Background— Alteration of the circadian rhythm and increased vascular senescence are linked to cardiovascular disease. Per2, a circadian gene, is known to regulate endothelium-dependent vasomotion. However, the mechanism by which Per2 affects endothelial function is unknown. We hypothesize that endothelial dysfunction in Per2 mutant (Per2^m/m) mice is mediated in part by increased vascular senescence and impaired endothelial progenitor cell (EPC) function.

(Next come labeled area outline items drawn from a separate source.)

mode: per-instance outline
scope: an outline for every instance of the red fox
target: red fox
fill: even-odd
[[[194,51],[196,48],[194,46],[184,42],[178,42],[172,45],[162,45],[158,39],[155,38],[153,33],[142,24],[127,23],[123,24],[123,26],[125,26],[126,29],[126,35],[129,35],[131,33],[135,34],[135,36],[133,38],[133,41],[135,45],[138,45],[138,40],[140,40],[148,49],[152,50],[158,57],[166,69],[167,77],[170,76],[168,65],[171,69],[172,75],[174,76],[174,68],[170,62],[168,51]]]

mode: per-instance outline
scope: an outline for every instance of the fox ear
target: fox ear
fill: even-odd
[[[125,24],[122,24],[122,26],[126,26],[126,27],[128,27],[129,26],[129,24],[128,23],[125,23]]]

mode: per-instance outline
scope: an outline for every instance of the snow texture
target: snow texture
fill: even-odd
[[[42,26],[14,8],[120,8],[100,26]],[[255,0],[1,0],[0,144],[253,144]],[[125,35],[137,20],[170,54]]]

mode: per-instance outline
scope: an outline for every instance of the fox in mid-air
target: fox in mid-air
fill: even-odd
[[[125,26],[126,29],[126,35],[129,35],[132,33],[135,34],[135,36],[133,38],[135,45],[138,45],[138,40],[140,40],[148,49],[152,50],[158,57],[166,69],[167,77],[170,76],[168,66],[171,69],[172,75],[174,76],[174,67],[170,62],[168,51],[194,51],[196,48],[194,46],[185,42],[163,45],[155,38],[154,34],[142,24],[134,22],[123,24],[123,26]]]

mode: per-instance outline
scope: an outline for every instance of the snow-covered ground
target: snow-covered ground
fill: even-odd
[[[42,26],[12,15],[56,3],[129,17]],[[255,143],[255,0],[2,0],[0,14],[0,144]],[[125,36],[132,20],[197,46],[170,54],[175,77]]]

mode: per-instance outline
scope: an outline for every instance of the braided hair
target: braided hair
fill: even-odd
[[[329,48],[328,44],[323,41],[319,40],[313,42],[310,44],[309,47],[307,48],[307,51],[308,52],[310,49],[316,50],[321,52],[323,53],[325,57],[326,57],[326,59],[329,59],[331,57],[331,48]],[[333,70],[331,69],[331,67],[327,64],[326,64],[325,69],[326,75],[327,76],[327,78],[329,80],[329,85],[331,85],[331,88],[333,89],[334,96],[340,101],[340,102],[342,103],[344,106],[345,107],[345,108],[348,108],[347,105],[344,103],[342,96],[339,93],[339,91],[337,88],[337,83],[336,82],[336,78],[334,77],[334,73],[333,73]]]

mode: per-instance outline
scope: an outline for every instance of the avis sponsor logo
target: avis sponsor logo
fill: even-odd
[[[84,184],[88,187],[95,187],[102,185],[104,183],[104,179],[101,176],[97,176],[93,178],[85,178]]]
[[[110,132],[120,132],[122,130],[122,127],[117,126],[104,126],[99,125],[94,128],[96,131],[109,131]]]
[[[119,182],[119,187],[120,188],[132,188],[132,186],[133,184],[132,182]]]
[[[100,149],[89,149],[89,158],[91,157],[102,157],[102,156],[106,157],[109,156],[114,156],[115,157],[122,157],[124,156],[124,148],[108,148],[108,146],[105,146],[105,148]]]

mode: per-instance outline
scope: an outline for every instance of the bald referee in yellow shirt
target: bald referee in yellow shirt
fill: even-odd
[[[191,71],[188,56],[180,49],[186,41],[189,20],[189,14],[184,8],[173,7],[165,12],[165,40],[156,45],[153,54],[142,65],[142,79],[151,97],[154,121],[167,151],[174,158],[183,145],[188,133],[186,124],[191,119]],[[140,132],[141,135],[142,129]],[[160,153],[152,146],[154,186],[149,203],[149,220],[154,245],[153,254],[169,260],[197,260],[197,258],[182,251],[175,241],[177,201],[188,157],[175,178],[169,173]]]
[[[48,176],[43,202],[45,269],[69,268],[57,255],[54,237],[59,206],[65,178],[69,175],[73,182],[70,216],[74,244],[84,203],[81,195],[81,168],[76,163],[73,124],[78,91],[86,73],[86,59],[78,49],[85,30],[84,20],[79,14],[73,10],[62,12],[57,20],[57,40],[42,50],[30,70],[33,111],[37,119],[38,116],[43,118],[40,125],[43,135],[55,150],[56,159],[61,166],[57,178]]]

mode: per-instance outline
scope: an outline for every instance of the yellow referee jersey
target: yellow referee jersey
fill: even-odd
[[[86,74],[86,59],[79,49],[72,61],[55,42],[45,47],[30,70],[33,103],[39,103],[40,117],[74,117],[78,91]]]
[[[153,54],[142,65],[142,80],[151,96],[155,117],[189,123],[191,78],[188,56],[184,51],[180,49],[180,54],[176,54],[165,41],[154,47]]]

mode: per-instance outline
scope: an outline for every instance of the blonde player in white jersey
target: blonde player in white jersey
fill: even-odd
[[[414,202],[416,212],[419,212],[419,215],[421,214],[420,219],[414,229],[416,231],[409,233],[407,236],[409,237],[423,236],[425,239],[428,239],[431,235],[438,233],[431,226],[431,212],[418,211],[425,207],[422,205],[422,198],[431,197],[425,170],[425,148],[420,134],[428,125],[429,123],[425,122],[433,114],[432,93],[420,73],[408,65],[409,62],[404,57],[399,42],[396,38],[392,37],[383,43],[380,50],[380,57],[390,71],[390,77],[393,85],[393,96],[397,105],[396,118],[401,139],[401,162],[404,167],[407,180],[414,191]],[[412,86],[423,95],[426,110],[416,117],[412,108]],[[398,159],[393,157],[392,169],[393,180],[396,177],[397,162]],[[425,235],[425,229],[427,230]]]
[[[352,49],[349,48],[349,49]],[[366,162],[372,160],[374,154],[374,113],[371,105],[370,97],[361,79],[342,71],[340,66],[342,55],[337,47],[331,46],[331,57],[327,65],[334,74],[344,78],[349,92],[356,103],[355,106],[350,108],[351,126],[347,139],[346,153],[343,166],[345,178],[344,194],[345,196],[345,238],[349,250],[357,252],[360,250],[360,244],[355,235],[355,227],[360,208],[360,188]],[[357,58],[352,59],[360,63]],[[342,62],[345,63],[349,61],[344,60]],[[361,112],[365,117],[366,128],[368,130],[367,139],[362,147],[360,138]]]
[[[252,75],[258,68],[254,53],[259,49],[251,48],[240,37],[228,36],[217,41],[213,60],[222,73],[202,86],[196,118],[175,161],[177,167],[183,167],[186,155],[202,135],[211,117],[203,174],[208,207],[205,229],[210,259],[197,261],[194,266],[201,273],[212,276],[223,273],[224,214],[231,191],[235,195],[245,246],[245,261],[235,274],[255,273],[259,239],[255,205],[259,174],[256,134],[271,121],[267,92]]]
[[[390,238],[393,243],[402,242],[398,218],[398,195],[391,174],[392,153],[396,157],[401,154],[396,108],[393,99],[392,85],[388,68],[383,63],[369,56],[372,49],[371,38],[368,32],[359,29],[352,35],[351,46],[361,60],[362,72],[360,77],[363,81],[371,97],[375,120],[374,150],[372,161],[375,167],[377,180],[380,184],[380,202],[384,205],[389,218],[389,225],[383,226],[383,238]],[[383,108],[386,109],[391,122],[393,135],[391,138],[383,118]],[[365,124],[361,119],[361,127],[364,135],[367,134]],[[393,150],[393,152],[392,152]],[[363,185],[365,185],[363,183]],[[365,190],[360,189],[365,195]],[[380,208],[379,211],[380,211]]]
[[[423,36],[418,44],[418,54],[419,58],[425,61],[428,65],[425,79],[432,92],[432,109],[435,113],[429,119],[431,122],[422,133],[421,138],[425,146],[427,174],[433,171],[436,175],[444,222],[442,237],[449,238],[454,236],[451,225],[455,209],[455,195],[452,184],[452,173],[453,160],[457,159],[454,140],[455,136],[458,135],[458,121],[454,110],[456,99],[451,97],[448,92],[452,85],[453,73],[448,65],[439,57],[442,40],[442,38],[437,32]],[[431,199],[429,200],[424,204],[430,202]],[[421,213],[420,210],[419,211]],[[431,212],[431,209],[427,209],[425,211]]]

Methods and Results— Endothelial cells from Per2^m/m mice exhibit increased protein kinase Akt signaling, greater senescence, and impaired vascular network formation and proliferation. Indeed, Per2^m/m mice have impaired blood flow recovery and developed autoamputation of the distal limb when subjected to hind-limb ischemia. Furthermore, matrigel implantation into Per2^m/m mice resulted in less neovascularization. Because EPCs contribute to angiogenesis, we studied the role of Per2 in these cells using bone marrow transplantation. Basal EPC levels were similar between wild-type and Per2^m/m mice. However, compared with wild-type bone marrow transplantation mice, EPC mobilization was impaired in Per2^m/m bone marrow transplantation mice in response to ischemia or VEGF stimulation. Bone marrow transplantation or infusion of wild-type EPC restored blood flow recovery and prevented autoamputation in Per2^m/m mice.

Conclusion— These findings indicate that mutation of Per2 causes Akt-dependent senescence and impairs ischemia-induced revascularization through the alteration of EPC function.